The four winning teams are:
- A project led by Mike Stratton, M.D., Ph.D., at the Wellcome Trust Sanger Institute, Cambridge, U.K., with collaborators from France, the U.S., and U.K., will study cancer samples from five continents to detail the DNA damage associated with different cancers in order to understand what causes them, and if they can be prevented.
- Research to distinguish between those women with DCIS (a condition that can develop into breast cancer) who need treatment and those who don’t, to reduce overtreatment of the condition. The project will be led by Jelle Wesseling, M.D., Ph.D., at the Netherlands Cancer Institute with collaborators from the U.S., U.K., and the Netherlands.
- The third project team will be headed by Josephine Bunch, Ph.D., at the National Physical Laboratory, London. Dr. Bunch’s team will develop a method to combine new and existing technologies to create virtual representations of tumors, and a global database that catalogs their genetic make-up and metabolism.
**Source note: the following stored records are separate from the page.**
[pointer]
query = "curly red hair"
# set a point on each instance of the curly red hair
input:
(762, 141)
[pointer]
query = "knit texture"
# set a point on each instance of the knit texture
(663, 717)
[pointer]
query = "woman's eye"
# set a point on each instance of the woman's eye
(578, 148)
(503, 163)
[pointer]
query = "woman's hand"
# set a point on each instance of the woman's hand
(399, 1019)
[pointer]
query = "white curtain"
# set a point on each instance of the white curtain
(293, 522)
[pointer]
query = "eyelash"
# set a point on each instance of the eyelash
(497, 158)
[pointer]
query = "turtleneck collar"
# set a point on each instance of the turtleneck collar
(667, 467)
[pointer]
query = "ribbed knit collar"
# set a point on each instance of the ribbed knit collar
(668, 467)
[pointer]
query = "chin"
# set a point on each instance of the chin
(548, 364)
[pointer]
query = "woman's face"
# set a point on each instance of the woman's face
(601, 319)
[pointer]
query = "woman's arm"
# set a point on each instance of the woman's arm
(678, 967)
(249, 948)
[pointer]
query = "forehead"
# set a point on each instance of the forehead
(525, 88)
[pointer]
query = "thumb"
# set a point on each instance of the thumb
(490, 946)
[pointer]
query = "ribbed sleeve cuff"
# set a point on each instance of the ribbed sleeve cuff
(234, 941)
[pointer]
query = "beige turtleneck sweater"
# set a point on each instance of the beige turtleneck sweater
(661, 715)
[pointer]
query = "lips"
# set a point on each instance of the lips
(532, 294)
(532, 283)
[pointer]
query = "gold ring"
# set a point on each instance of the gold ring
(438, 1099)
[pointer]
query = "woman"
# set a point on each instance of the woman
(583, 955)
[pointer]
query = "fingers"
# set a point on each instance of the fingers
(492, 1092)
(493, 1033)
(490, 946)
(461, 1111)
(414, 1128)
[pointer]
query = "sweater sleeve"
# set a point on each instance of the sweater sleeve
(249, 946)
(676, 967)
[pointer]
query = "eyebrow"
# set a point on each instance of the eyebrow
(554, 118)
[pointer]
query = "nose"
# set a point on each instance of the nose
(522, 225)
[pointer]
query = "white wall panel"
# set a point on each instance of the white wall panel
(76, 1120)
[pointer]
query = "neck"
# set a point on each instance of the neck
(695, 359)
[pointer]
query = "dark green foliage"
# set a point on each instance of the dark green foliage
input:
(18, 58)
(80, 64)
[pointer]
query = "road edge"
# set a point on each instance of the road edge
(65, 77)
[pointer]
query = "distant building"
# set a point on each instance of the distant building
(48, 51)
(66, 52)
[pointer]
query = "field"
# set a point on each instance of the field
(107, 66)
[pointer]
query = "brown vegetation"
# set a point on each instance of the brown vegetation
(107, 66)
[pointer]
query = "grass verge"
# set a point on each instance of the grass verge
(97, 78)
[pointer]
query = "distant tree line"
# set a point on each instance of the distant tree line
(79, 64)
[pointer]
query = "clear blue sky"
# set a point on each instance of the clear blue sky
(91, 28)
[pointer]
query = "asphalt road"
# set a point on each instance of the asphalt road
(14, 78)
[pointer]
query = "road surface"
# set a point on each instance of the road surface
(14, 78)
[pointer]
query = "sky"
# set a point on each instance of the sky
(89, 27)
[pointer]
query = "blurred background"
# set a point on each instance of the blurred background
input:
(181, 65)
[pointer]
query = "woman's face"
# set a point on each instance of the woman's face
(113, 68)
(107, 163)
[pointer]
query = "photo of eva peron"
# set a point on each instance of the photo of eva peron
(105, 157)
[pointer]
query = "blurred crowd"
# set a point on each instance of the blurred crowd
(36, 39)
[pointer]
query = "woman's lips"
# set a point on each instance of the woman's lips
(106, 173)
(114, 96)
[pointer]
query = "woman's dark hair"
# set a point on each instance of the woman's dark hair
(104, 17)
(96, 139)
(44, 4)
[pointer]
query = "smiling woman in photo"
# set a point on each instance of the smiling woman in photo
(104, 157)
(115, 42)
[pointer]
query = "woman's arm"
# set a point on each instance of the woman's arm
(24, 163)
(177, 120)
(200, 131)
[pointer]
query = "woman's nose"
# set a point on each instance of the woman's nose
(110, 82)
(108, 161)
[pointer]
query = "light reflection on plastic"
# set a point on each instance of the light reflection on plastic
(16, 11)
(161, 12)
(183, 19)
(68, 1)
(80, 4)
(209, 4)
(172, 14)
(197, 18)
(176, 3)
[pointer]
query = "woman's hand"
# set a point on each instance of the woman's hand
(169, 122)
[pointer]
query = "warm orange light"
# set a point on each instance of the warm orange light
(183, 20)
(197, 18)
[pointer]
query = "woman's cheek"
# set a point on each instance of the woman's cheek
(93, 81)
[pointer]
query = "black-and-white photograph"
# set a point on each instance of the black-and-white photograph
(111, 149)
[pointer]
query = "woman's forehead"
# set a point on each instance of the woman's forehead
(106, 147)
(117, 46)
Collaborators hail from the U.S. and multiple research centers in the U.K.
- The final team aims to create a VR 3D tumor map that will allow scientists and doctors to examine—for the first time and in unprecedented detail—the cellular and molecular make-up of a patient’s entire tumor to improve diagnosis and treatment for the disease. This project will be led by Greg Hannon, Ph.D., at the University of Cambridge, with collaborators from Switzerland, Ireland, Canada, the U.S., and U.K.
Dr. Stratton, who will lead the effort to find the behavioral and environmental factors that can cause cancer by damaging the DNA of human cells, perhaps epitomizes the mindset CRUK leaders value when making their award choices.
“The first thing that is really exciting me is the challenge of making it happen,” Dr. Stratton said. “The thing I’m most looking forward to is seeing the answers—to seeing the DNA sequences roll off the machines and begin to see the patterns.”
While the work of the four teams will seek to break important new ground in our understanding of cancer, there is also a sense of pragmatism as they embark on their work.
“We don’t necessarily expect . . . that you will totally succeed,” said Dr. Klausner addressing the four team leaders in a press event announcing the awards. “The leap we are hoping [for], and that we are hoping you will take, represent leaps that haven’t been taken before. But we are absolutely convinced that the journeys you all, and your colleagues, are about to take will make this all worthwhile.”